La Russia non ha mai nascosto interesse per la regione, nella quale è rientrata prepotentemente ponendosi come la diplomazia in grado di intervenire nella crisi siriana e perfetto alleato per l’asse sciita Damasco-Teheran. Mosca vuole assicurarsi il controllo del nuovo esecutivo: il futuro governo dovrà potersi rivolgere alla Russia per l’equipaggiamento militare e non solo alla tentennante Casa Bianca, che da parte sua annuncia l’invio solo in autunno di due F-16 e sei elicotteri Apache. Dall’altro lato, ritarda ancora i bombardamenti con i droni fino alla creazione di un governo di unità nazionale iracheno.

Risorse energetiche e territori strategici, un binomio che attrae più di un attore: da Israele – che ieri si diceva pronto a riconoscere l’indipendenza del Kurdistan (ma soprattutto del suo greggio) – all’Arabia saudita che continua a manovrare i fili dei gruppi islamisti attivi in Siria, fino all’Iran che ieri ha reiterato per bocca del vice ministro per gli Affari Arabi l’intenzione di intervenire più profondamente in Iraq.

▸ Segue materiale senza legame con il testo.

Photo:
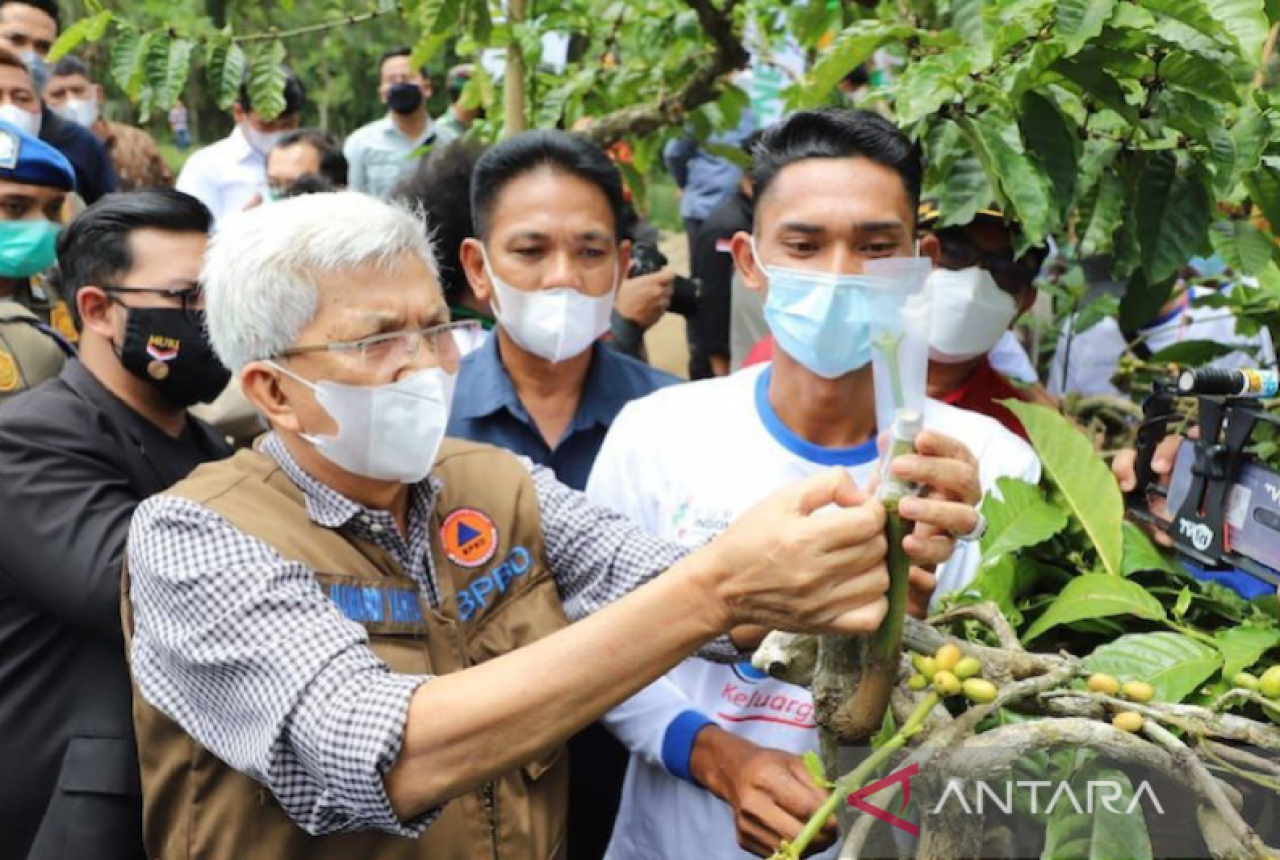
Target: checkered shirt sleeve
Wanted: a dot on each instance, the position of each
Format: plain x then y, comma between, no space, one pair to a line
242,649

Sul campo la battaglia prosegue e terreno di scontro è ancora Tikrit, città natale dell’ex rais e capitale della provincia di Salah-a-Din, da due settimane in mano all’Isil. Le voci che giungono sono contrastanti: l’esercito governativo, dopo una serie di bombardamenti e truppe dispiegate dallo scorso venerdì, ha annunciato di aver ripreso la città, ma testimoni sul posto parlano di una presenza ingente delle milizie islamiste e delle loro bandiere nere che sventolano sui tetti dei palazzi governativi. L’esercito di Baghdad controllerebbe, al contrario, solo la strada che dalla capitale porta a Tikrit e pochi quartieri in periferia.

Sul piano politico, oggi il nuovo parlamento iracheno si riunirà per individuare il nuovo premier: sabato sera le fazioni sciite di opposizione alla coalizione del premier, Stato di Legge, si sono incontrate e hanno deciso di presentarsi come blocco unico. Maliki potrebbe avere le ore contate.